I hope you all are hanging in there. I posted a few weeks back and not much has changed with my situation. If anything, it has gotten worse. The other day I had a "feeling" and started looking for things and made an unpleasant discovery. My husband apparently felt the need to create a profile on a fetish website and emailed some lady telling her he thought they should talk and that he had pictures. She responded to his advance but he never did. When confronted about this 2 days ago, he said that he honestly didn't remember creating that profile and that when he did create it, I had just told him (2-3 hours) before that I wanted a divorce (in a heated argument). 

He apologized and from my impression, it seems like he doesn't think it's really a big deal because he never replied to her nor had sexual relations with her but in my mind, he took the initiative to pursue another woman. He offered to share pics of himself which are to only be for me. In my mind and based on the conversations we had over the past few weeks, I was under the impression that he wanted to try to work on things but this has just changed things for me. I am so hurt and distraught over this.

I use to pride myself on having a husband that I felt was truly committed to me 100%. I truly believed him when he said he would never go outside of our marriage because he had too much respect for me. Apparently, I was very wrong and misguided.
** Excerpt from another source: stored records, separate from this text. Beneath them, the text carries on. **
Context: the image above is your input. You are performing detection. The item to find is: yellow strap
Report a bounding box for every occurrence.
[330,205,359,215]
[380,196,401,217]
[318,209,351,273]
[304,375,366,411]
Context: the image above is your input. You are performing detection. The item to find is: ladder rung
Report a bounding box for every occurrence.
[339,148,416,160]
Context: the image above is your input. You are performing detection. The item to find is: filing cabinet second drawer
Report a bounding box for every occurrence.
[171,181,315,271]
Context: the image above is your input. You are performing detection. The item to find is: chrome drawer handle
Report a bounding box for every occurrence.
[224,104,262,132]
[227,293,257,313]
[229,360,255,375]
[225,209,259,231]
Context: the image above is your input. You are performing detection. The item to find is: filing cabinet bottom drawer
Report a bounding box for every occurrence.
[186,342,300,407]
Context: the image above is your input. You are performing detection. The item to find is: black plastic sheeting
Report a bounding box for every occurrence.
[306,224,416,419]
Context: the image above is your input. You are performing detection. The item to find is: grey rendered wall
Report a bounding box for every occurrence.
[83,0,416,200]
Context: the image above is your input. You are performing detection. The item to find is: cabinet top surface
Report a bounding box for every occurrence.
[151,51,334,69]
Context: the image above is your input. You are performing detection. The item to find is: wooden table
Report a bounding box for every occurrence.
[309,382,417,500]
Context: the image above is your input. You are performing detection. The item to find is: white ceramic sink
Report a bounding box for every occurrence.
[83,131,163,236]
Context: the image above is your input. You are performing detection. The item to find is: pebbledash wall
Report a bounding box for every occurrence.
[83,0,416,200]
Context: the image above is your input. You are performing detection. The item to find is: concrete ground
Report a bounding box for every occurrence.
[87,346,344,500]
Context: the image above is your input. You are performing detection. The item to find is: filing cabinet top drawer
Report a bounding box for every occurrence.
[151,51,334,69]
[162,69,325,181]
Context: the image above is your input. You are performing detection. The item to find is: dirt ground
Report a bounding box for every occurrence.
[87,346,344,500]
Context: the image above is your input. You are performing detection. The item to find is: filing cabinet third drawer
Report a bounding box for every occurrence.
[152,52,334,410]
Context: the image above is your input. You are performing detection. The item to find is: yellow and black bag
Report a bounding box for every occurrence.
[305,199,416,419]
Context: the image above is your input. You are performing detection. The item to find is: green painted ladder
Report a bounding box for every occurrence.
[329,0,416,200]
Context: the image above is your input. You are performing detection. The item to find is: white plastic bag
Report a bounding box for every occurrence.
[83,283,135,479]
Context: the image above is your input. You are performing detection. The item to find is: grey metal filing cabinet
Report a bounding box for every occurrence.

At this point, I don't even know what to do. He sent me a text yesterday asking me if I was still pissed and my response was that I wasn't angry, I was hurt. I have not been innocent in our marriage and have contributed to our issues as well but I feel like this is going nowhere, especially now since he has done this.

I asked him earlier today if I was going to see him at all this weekend and he sent me a text telling me just couldn't argue right now but gave me no response at all. I'm so lost and really don't know what to do about any of this. I love my husband so much but what he did was not acceptable and I honestly feel like I don't even know him. Because of this, it has spawned more questions about his loyalty and I wonder if there is more. Has anyone been down this road? I really want to work things out but right now, everything just seems so dismal.


----------



## lenzi (Apr 10, 2012)

It would be better if you added the post from this thread to the post you made on the other thread, since they're both part of the same story. That way people don't have to do what I just did which was to go back and read your first story then jump back here again. You can copy and paste the post on this thread into a reply on the other thread.

Anyway, your husband used you for your inheritance, sorry to say it.

The money's gone and so is he. 

So what you said he's not a man during an argument. He got his own place without telling you and he's pretending to forget that he made an online profile to meet other women.

There's nothing left for you with this guy. Cut your losses. 

If nothing else, don't say weak things like "Am I seeing you this weekend?". It gives him all the power and control and that's the last thing you want especially if there's a chance of him coming back. 

He's gotta feel the pain of losing you. That won't happen unless you change it up a bit. Go no contact with him. Let him come to you. Not saying he will but he might. 

Half a chance is better than none.


----------